So it's utterly depressing and maddening when you come across an article that is just so bad and misleading that you want to scream at the top of your lungs.
|When the news does a terrible job covering a topic you're|
intimately familiar with, it makes you wonder how
they handle all the other stuff.
Photo credit: jayofboy/freeimages
Apparently, this is an article about a maternal-assisted cesarean (definitely not the same as performing the surgery on yourself, as the Mail implies), something that is verrrrrry slowwwwwwly catching on in the birth community. By slowly I mean probably at a snail's pace, because we still don't hear very much about it. The woman, disappointed over the fact that she could not have a VBAC with the twins she was carrying, decided that she wanted more of an active role in the birth and presented her case to her OB, who - not surprisingly - flatly refused. Apparently after he did more research, (gasp!) he changed his mind. (double gasp!)
"'(The doctor) was quite willing once he realized the risk of infection wasn't as high as he perhaps first thought,' Mrs. Wolffe said.'"
Amazing. An OB that listened the patient, while still yielding to necessary medical intervention, and they both had a positive outcome. I am speechless.
However, that's not the problem. Further down in the article, a video accompanies it captioned 'Live Cesarean: graphic 2013 video of birth broadcast on Twitter." Okay… except that's not the Australian woman's birth they're showing. In fact, it's from a hospital in Texas, something the Mail doesn't exactly explain beforehand and most people from their UK readership didn't pick up on (including, apparently, all the American accents in the room).
How this had anything to do with this woman's birth is beyond me, but it sure makes for great fodder for readers to totally attack her - everything from her looks, to her birthing practices, to a "DIY birth" (which it obviously was not). Some even criticized the weight of the babies, for whatever reason. At any rate, it did nothing to advocate for alternative choices in birth and only made the mother look like a total freak (if you trust the people commenting).
Thanks for totally misleading your readership, Daily Mail. Not that that's anything new, apparently…
|Dr. Samadi's commentary on Fox left a lot to be desired,|
namely the idea that there is more than one way of
treating thyroid disease - not to mention that many
doctors are neither well-versed in or willing to treat more
Like bajillions of other Americans, I have thyroid disease, and it's a topic I've written about a lot. I've also basically forced myself to get educated on it in order to understand what was happening to my body, because I found that my doctors were not always that knowledgable. Apparently these guys are no exception.
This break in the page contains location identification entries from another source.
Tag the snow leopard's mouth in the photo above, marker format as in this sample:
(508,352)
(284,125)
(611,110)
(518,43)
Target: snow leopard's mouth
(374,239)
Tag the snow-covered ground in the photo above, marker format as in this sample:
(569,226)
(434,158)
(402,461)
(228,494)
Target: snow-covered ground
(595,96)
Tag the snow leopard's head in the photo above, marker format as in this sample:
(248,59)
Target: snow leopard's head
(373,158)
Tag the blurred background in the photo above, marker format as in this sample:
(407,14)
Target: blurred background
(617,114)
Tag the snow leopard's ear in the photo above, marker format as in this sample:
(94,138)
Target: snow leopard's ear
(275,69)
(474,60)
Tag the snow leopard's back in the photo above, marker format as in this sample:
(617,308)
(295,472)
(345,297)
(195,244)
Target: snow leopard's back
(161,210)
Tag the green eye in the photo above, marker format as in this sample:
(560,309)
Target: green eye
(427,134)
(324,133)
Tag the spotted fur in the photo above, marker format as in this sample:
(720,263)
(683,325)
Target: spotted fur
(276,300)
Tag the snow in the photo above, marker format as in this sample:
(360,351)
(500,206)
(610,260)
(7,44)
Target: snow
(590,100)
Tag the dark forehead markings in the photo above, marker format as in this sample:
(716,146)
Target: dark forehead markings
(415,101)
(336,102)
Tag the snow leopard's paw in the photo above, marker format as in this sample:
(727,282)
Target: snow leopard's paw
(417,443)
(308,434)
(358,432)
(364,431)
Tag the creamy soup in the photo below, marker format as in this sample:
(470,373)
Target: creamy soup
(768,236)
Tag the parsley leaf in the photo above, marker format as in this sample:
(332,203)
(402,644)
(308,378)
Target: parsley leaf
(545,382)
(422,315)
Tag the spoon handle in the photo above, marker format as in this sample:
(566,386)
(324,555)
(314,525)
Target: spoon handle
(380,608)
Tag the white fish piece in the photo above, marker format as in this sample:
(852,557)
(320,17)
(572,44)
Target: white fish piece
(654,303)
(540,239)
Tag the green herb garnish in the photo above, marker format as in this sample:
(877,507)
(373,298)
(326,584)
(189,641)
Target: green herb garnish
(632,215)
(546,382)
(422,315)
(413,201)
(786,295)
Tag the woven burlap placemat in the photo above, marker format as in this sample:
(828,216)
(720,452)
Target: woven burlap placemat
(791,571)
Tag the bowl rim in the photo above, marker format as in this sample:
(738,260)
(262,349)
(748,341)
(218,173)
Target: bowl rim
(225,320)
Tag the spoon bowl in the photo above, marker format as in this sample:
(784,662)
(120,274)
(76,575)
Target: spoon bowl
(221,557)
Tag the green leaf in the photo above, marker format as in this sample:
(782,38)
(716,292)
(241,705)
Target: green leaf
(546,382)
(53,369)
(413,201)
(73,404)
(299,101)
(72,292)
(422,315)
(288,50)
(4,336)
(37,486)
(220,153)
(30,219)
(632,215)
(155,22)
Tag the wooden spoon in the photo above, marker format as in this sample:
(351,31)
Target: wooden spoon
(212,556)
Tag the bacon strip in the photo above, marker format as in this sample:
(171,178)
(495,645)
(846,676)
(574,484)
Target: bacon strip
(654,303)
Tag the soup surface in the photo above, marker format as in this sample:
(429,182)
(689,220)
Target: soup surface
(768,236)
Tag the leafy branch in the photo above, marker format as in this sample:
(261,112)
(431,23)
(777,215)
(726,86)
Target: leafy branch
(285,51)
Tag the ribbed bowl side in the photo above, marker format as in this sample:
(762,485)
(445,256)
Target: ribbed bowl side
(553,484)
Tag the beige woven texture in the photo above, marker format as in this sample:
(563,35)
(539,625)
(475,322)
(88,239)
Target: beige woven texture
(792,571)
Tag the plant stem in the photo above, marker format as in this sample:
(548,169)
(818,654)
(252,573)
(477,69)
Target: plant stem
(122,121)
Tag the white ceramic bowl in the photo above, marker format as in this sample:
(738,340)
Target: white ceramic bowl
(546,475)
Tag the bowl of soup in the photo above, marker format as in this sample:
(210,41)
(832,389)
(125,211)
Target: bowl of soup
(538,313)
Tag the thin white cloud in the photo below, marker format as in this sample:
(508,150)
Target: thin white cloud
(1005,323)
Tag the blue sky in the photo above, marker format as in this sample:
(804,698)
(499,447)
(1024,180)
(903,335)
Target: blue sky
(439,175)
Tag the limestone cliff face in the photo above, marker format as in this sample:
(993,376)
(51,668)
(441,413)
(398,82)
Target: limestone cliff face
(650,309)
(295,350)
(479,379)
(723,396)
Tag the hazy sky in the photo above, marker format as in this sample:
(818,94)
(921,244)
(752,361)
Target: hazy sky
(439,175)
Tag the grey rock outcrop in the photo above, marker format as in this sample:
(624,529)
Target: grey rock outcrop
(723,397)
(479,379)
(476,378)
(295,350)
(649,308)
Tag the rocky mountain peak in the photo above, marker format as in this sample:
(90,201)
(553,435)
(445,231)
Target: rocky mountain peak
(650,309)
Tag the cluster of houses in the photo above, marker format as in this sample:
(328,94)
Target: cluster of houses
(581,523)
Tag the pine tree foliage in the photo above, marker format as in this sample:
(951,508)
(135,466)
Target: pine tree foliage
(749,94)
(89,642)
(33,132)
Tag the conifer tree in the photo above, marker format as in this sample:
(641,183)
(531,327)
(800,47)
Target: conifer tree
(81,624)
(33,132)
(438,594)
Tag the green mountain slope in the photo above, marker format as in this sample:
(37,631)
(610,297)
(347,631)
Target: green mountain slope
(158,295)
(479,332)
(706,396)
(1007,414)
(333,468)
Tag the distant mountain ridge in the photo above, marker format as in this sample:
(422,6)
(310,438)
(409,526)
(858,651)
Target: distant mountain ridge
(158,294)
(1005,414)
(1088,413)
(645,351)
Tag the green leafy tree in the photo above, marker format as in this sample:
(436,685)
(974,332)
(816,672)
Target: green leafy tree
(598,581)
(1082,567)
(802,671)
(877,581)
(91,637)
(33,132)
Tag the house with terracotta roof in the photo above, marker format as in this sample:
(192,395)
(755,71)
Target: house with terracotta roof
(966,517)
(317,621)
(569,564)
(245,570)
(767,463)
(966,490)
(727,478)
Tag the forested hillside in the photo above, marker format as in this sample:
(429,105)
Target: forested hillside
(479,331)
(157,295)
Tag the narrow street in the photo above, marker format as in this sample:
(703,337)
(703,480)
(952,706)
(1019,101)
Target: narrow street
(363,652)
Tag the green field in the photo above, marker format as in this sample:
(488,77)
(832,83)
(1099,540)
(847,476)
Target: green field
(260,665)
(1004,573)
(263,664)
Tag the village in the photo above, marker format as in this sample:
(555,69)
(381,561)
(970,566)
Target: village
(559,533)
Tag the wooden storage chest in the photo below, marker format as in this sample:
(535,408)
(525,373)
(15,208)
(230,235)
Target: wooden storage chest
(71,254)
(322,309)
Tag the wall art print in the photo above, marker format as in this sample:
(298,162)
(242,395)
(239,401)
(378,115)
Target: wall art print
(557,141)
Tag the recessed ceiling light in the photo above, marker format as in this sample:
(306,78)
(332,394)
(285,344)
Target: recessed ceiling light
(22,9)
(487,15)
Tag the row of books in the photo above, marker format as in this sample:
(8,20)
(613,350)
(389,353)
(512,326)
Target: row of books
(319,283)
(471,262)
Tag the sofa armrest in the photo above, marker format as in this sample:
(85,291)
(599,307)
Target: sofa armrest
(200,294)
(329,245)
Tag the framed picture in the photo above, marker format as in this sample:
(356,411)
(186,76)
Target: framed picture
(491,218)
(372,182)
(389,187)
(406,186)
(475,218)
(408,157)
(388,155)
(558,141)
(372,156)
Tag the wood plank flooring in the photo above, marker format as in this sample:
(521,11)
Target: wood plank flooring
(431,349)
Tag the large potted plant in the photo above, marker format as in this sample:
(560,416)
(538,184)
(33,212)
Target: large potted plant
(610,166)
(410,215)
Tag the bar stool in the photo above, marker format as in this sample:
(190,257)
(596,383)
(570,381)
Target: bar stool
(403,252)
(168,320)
Dr. David Samadi is apparently one of Fox News' resident doctor experts, which in and of itself isn't bad - except he's a urologist commenting on thyroid disease. Since the two aren't obviously related, I was puzzled why he was weighing in on the subject. While I realize they have time constraints on the broadcast, they really do reflect a serious problem with misinformation and an overall lack of education on the subject, which can often leave patients untreated or improperly medicated.
While I do give him points for mentioning more than just the TSH, it's important to know what to do with the results. Just this week I heard a patient say how enthusiastic their doctor was about ordering tests, even though she'd admitted there were some she had never heard of, but then also admitted she had no idea what to do with the results of the bloodwork. That doesn't help you very much as a patient, but at least she was being honest.
Another expert, NYU Medical School internist Dr. Mark Siegel, gives a very watered-down, extremely over-simplified and perhaps even dismissive explanation. His commentary also left a lot to be desired, and outraged a number of people in the comments who have firsthand experience with the disease.
"Here's the good news…[this] is so treatable… if you have low thyroid, I can give you something called levothyroxine. [It] just replaces the thyroid and you're back to normal. It's a great, great medication."
Yes. Well. If you do well on levo, that's your business. Not everyone does, and while some prefer the name brand equivalent, Synthroid, some would rather choose neither and use Armour Thyroid instead - but you usually won't catch a single mainstream physician mentioning that in an article about hypothyroidism. Whether it's intentional or not, Synthroid is usually the only drug mentioned, which misleads patients into thinking Armour has been pulled from the market or simply doesn't exist anymore.
And wouldn't it be great if it were "just" that easy! Just pop a pill and you'll feel like a million bucks in no time. For some, it works great and they're on their way, but for others, it's a constant battle to get a physician to treat them adequately and even take them seriously.
When you catch them screwing up on a topic you're familiar with, it almost makes you wonder what they're telling you about all the other stuff.